Muchas parejas de arquitectos famosos se conocieron mientras cursaban sus estudios. Sin embargo, lo cierto es que la mayoría de ellas quedaron relegadas a la sombra de su marido, perdiendo cualquier tipo de reconocimiento por su trabajo. Tal es el caso de la arquitecta Denise Scott Brown (1931) casada con el arquitecto Robert Venturi. Trabajaron juntos desde 1969; sin embargo, fue excluida en 1991 del Premio Pritzker, lo que provocó su protesta y el debate sobre la dificultad de las mujeres arquitectas para ser reconocidas en su profesión.

Fueron pioneras, luchadoras, incansables, grandes transgresoras en su época y constructoras de este camino que llega hasta nuestros días, por lo que se puede decir que, durante este siglo XXI, las arquitectas ganaron una mayor notoriedad y un amplio reconocimiento por sus logros.

En el 2004, la arquitecta mundialmente reconocida arquitecta Iraquí-Británica, Zaha Hadid, se convirtió en la primera mujer en ganar un Premio Pritzker, luego le sucedieron la arquitecta japonesa Kazuyo Seijma en 2010, las arquitectas irlandesas, Yvonne Farrell y Shelley McNamara en 2020, y finalmente en el 2021 el premio fue para la arquitecta francesa Anne Lacaton.

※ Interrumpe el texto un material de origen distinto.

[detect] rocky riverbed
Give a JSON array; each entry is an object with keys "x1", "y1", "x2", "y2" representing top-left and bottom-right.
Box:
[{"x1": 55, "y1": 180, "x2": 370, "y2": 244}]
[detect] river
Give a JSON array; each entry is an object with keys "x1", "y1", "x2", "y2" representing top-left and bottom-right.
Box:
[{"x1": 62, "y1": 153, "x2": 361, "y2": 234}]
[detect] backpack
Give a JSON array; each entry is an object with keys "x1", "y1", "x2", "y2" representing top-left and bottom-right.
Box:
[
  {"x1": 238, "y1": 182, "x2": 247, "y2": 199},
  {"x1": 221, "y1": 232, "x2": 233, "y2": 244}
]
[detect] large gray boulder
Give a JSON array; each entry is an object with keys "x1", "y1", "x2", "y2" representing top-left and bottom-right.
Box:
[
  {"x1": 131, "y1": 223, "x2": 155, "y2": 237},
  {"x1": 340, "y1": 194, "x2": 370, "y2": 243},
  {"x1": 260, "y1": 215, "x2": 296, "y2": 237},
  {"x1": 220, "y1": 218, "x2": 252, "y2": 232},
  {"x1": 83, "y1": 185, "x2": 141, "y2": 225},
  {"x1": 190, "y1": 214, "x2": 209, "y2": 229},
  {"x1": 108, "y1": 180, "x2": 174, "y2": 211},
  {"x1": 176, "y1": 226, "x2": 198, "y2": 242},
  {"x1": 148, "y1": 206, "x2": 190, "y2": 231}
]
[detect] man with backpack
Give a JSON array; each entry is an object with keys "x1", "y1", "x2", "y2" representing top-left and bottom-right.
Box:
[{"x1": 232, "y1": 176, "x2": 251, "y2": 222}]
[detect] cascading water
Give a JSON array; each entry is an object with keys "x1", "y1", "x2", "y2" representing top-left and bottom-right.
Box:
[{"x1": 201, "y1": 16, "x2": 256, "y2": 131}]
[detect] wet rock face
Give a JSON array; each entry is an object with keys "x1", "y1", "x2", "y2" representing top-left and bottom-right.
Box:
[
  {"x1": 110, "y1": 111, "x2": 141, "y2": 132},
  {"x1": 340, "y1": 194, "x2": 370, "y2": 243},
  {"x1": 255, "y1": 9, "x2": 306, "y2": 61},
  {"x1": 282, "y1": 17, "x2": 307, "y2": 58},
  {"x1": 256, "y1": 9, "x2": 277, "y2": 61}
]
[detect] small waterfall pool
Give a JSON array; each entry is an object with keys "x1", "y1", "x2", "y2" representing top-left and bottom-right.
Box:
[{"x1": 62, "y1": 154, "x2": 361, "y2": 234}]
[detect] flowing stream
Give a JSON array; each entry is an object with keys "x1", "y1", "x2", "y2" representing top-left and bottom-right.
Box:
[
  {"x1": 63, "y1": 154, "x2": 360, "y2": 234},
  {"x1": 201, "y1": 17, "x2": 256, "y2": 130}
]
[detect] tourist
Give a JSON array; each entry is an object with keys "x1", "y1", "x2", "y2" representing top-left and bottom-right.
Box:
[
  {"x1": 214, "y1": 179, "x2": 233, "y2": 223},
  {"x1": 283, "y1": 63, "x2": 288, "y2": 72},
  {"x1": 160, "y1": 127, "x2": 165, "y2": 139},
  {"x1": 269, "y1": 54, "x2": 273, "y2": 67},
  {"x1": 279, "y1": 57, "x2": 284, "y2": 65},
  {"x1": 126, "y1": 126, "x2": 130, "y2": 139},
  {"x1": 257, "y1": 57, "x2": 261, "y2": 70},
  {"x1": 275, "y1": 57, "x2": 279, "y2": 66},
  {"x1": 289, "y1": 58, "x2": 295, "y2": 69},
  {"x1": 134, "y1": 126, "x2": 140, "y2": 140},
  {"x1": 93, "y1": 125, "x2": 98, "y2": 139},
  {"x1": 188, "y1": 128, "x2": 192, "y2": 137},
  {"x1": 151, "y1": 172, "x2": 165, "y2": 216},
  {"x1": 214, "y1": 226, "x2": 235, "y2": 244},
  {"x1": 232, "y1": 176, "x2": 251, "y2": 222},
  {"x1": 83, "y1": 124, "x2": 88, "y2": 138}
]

Muchas han sido las mujeres que de una u otra forma contribuyeron a escribir esta historia, pese a todos los obstáculos que debieron enfrentar en su momento para estudiar y luego ejercer esta profesión tradicionalmente masculina, luchando siempre por la aceptación y el reconocimiento de sus pares.

Claramente, el camino fue largo y, si bien aún queda mucho por recorrer, los modelos de trabajos multidisciplinarios generaron nuevas formas de entender la profesión, desde una posición solidaria y colaborativa, propiciando un entorno de trabajo más igualitario, que en definitiva es a lo que debe aspirar en conjunto una sociedad moderna y justa

¡Hoy más que nunca, las mujeres decidimos dejar la cocina para salir a comernos el mundo!